El ministro Nadal, segundo por la izquierda, con Juan Vicente Herrera, Javier Fernández e Ignacio Nadal
El ministro Nadal, segundo por la izquierda, con Juan Vicente Herrera, Javier Fernández e Ignacio Nadal - EFE

La CNMC critica con dureza el decreto de Nadal para evitar el cierre de centrales de carbón

«Ni la ley española ni la normativa europea contemplan tales exigencias, que introducen excesiva discrecionalidad e inseguridad jurídica»

MadridActualizado:

La CNMC (Comisión Nacional de los Mercados y la Competencia) ha aprobado su informe sobre el proyecto de real decreto del Ministerio de Energía, Turismo y Agenda Digital sobre el cierre de centrales de producción de energía que supone un duro varapalo para el ministro Álvaro Nadal y agrava aún más las diferencias que existen entre aquel organismo y este ministerio.

Hay que recordar que la chispa que encendió esta polémica fue la petición de Iberdrola para cerrar sus dos últimas centrales de carbón en España (en Lada y en Velilla), solicitud que fue rechazada de palabra y criticada por el ministro Nadal.

A través de este proyecto normativo, el ministerio introduce nuevos criterios y un procedimiento de subasta para evitar el cierre definitivo de centrales de generación eléctrica (ciclos combinados, centrales de carbón, nucleares, etc..). La CNMC subraya que la ley del sector eléctrico establece que las empresas eléctricas tienen que pedir autorización al Ministerio si quieren cerrar una central, «condicionado a que no ponga en peligro la seguridad del suministro eléctrico en España». Sin embargo, el real decreto añade criterios adicionales al de seguridad del suministro, como son que no afecte negativamente a los precios, a la competencia, al suministro de materias primas o a los objetivos de planificación.

Además, plantea que en el caso de que se deniegue la autorización al propietario de la central, éste podrá transferir la central a terceros o adherirse a un procedimiento de subasta reglado. Esta solución en última instancia podría llevar a que, si no hay interesados en la subasta, se adjudique a un tercero a cambio de una compensación.

En su informe, la CNMC considera que los nuevos criterios que plantea el Ministerio de Energía en su proyecto de real decreto «no están suficientemente desarrollados ni previstos en la normativa vigente. Además, le confieren un excesivo margen de discrecionalidad y estima que crean inseguridad jurídica para las nuevas inversiones, pudiendo resultar contraproducentes para la competencia en el sector eléctrico».

Por si todo ello fuera poco, Competencia recuerda que «no están incluidos en la ley del sector eléctrico y podrían ir en contra de la normativa europea.

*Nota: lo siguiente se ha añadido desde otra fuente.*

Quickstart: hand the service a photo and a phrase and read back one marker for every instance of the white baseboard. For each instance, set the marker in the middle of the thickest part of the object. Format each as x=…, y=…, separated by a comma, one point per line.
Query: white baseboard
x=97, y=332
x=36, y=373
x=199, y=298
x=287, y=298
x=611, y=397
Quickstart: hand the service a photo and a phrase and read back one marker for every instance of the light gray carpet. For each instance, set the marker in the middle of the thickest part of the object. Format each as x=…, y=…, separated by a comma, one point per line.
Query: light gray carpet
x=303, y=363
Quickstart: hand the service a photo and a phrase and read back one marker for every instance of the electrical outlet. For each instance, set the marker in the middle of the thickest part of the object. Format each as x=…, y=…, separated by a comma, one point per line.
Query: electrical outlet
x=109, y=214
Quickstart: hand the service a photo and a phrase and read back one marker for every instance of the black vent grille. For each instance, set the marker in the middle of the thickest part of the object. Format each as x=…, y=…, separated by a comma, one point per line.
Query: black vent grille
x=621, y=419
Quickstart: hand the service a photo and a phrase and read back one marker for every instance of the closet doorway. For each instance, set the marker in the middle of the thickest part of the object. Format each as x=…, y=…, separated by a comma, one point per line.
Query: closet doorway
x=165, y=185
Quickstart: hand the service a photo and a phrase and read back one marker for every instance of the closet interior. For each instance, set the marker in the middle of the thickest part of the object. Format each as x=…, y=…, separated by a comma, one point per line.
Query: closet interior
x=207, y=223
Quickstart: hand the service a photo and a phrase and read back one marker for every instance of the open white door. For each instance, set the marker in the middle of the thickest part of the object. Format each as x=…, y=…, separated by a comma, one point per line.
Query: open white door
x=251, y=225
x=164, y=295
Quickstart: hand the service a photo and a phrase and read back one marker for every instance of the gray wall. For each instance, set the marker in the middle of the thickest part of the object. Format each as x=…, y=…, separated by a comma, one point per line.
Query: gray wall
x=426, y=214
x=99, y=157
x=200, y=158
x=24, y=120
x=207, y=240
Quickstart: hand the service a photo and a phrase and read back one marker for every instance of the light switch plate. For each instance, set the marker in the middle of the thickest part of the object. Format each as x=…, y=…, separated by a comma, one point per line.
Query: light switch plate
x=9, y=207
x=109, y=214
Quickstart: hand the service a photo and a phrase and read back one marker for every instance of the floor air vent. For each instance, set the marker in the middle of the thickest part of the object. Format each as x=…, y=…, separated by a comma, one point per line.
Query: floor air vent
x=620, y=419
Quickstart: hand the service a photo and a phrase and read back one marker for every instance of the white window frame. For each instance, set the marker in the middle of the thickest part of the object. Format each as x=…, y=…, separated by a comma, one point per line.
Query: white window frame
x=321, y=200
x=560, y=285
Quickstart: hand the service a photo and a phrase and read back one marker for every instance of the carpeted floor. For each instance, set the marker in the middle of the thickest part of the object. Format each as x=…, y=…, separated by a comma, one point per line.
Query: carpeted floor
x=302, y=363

En cuanto al mecanismo de subasta que propone el real decreto, la CNMC considera que «es muy complejo». Además, la CNMC observa que la compensación a un tercero por mantener una central si la subasta queda desierta «sería una ayuda de Estado conforme a la normativa de la Unión Europea, lo cual aconseja que se notifique previamente la propuesta a la Comisión Europea».

Sobrecapacidad del sistema

La CNMC recuerda que el sistema eléctrico español no presenta problemas de seguridad de suministro en el medio y largo plazo sino todo lo contario. En el peor escenario (punta de demanda de 46.000 MW y baja generación), «se podría prescindir sin riesgo de una parte significativa del parque de carbón existente».

En este sentido, considera que el exceso de capacidad «debería analizarse sin precipitación y teniendo en cuenta que los consumidores españoles, desde la liberación del sector eléctrico, han sufragado importantes pagos por la disponibilidad de centrales y otros conceptos».

La CNMC concluye que para evaluar el impacto del cierre de centrales en el sistema eléctrico es necesario revisar el marco normativo de forma global: metodología de seguridad de suministro, hibernación de centrales, mecanismo de pagos por capacidad, y el procedimiento de autorización de nuevas instalaciones.

En este sentido, el presidente de Iberdrola, Ignacio Galán, dijo ayer en el foro de Davos que «el Gobierno no me deja cerrar esas plantas, pero espero que lo haga».